Read on to find out answers to some commonly asked questions such as:
- What’s causing my reflux?
- Is there a difference between heartburn and reflux?
- How can I treat it?
What is Acid Reflux?
Acid reflux refers to the reverse passage of stomach acid into the throat or food pipe which causes an unpleasant sensation known as heartburn. The opening of your stomach is controlled by your sphincter muscle which is a ring of muscle but also acts as a valve which opens to allow food through into the stomach. If the muscle becomes relaxed, the valve will not close fully, allowing acidic gastric contents to travel back up. You may hear acid reflux and heartburn used interchangeably, however, heartburn just refers to the symptomatic burning discomfort experienced by those with acid reflux.
Frequent and persistent acid reflux is referred to as GORD – Gastro-Oesophageal Reflux Disease. GORD is fairly common in the UK, with around one in ten people experiencing it.
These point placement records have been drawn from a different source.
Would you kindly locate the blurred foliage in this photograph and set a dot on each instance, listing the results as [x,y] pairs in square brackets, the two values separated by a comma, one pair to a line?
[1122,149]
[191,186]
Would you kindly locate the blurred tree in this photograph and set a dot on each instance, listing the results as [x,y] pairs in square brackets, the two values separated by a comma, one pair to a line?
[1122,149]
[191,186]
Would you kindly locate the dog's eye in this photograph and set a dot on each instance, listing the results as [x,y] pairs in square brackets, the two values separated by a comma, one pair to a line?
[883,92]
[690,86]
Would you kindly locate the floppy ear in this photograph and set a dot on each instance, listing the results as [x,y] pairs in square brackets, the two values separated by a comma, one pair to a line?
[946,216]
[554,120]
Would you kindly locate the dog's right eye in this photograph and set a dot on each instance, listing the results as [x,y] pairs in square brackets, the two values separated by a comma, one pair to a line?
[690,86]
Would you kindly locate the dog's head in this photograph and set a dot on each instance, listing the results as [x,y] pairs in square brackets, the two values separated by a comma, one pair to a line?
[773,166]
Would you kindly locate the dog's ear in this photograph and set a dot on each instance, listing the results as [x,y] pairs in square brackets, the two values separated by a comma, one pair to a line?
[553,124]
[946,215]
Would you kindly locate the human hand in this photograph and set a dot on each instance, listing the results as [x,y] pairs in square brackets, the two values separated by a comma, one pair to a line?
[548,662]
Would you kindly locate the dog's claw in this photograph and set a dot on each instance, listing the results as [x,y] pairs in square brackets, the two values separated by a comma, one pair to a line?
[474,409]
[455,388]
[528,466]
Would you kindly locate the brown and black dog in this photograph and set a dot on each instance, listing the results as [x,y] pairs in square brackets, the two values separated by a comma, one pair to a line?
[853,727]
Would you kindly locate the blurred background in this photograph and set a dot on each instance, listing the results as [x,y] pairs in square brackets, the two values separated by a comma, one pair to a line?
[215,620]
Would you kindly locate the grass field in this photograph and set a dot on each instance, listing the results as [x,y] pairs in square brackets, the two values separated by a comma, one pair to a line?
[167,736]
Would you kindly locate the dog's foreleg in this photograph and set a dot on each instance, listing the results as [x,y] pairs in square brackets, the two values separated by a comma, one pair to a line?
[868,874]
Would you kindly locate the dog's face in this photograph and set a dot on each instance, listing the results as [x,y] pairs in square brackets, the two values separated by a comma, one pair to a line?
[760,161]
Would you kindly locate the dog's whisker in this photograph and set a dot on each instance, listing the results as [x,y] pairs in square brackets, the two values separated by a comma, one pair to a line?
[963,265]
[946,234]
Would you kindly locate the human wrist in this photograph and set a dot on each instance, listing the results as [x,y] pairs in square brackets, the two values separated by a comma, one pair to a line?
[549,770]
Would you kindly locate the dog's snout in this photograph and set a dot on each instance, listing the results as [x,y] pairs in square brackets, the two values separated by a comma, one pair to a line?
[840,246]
The long term effects of GORD include damage to the oesophagal lining, so it’s important that you speak to your local pharmacist or GP about ways to manage your reflux.
What are the Main Symptoms of Acid Reflux?
The most commonly experienced symptoms of acid reflux are heartburn and an unpleasant acidic taste at the back of the throat. These symptoms are usually worse straight after a meal or when lying down. Other symptoms also include:
- Urge to burp
- Difficulty swallowing
- Pressure in the chest area
- Bad breath
How Do I Combat Acid Reflux?
Most people will experience some degree of acid reflux at some point in their lives, particularly at times of over-indulgence. However, persistent episodes can be managed in the following ways:
(1) Diet: Certain foods exacerbate reflux wither by relaxing the sphincter muscle, or by increasing stomach acid. Greasy, fried foods, fatty cuts of meat and processed foods can relax the sphincter. Caffeine, alcohol and spicy food can cause excess acid production, increasing your risk of reflux.
(2) Weight: Carrying excess weight places much more pressure on your stomach, increasing the risk of the valve to the stomach staying open or opening more easily, therefore letting acid back up.
(3) Routine: Those who sleep within 3 hours of a meal or snack before bed are at higher risk of reflux, or find their symptoms magnified. It’s important that your routine centres around light walking after meals and leaving reasonable gaps between meals and naps or bedtime.
(4) Lifestyle: Those with a healthy lifestyle find their symptoms greatly reduced. Smokers have a higher incidence of reflux, as well as those who drink alcohol regularly so cutting down on these habits is key. Stress is also a major factor which can contribute to reflux, so try to find some time to wind down and de-stress if you feel this may be the case.
(5) Anatomy: Whilst this isn’t something you can change, something known as a hiatus hernia can cause reflux as the stomach is pushed up high into the ribcage. It’s important that if you suspect this, you see your GP immediately in order to be referred to the relevant specialist.
What Treatment Options are Available for Acid Reflux?
If you’ve tried the above-mentioned self-help measures to manage your reflux and find there is little improvement to your symptoms or if your reflux is severe and impacting your life, you may need prescription treatments. Consult your pharmacist or GP before use if pregnant or breastfeeding.